Our demand for a better quality of life applies not only to public services, but also to physical infrastructure. In this sense, Thailand is in line with Japan’s focus on quality infrastructure, which we believe provides more value in the long term through efficiency and environmental friendliness.
At the same time, economic progress over the past centuries has placed severe stress on our habitat. Dealing with the reality of climate change will thus require both commitment and concerted international action to reduce greenhouse gases and find alternative energy sources, among others. Environmental degradation has become a serious concern that requires a timely response, most notably the problem of our plastic waste ending up in the oceans. To that end, ASEAN already convened an ASEAN ministerial meeting on marine debris on 5 March in Bangkok, which was an important step towards more cooperation at both the regional and international levels.
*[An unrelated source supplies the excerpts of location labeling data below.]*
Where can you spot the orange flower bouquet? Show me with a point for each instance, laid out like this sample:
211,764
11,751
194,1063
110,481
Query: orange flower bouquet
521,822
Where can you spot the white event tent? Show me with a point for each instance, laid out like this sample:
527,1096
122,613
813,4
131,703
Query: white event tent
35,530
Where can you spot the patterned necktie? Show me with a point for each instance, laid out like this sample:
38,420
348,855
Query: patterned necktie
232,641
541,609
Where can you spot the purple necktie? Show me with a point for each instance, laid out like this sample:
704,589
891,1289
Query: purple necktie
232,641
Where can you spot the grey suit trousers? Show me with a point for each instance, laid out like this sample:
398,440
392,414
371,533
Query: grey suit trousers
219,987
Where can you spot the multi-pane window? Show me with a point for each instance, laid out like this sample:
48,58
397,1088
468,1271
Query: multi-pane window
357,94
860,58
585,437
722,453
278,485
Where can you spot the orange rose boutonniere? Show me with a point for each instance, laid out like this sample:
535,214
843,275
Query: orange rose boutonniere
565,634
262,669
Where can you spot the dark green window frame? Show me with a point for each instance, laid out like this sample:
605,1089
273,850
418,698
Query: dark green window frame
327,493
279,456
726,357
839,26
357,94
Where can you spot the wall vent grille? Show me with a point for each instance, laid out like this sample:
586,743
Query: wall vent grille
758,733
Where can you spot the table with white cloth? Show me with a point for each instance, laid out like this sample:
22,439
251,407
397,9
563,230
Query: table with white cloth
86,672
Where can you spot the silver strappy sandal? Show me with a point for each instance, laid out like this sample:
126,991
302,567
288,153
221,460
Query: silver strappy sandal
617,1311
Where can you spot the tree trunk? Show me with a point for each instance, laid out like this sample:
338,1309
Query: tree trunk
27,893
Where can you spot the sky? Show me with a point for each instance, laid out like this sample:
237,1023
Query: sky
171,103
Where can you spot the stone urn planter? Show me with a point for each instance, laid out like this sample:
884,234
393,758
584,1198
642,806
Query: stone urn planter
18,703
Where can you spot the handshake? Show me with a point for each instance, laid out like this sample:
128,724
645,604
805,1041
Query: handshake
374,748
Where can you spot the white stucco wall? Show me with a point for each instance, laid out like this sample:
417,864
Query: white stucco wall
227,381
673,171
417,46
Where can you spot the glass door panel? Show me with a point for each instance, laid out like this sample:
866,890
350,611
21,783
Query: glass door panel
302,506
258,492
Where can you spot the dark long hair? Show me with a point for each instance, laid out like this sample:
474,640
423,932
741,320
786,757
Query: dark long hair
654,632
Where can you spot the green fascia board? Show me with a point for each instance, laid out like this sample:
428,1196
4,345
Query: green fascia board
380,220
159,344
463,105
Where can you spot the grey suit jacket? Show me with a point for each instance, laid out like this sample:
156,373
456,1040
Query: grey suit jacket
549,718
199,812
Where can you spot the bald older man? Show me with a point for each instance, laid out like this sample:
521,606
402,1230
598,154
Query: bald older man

Thailand believes that while we pursue our shared goals of sustainable and inclusive growth, we also have a shared responsibility to our planet and to future generations. Therefore, our actions now should not seek prosperity and growth that compromises our positive social ideals, but should aim for progress that truly uplifts the well-being of all global citizens. In this regard, Thailand very much looks forward to a productive participation at the G20 summit in Osaka, where we can share our ideas on strengthening international cooperation and advancing partnerships for sustainability with our global partners.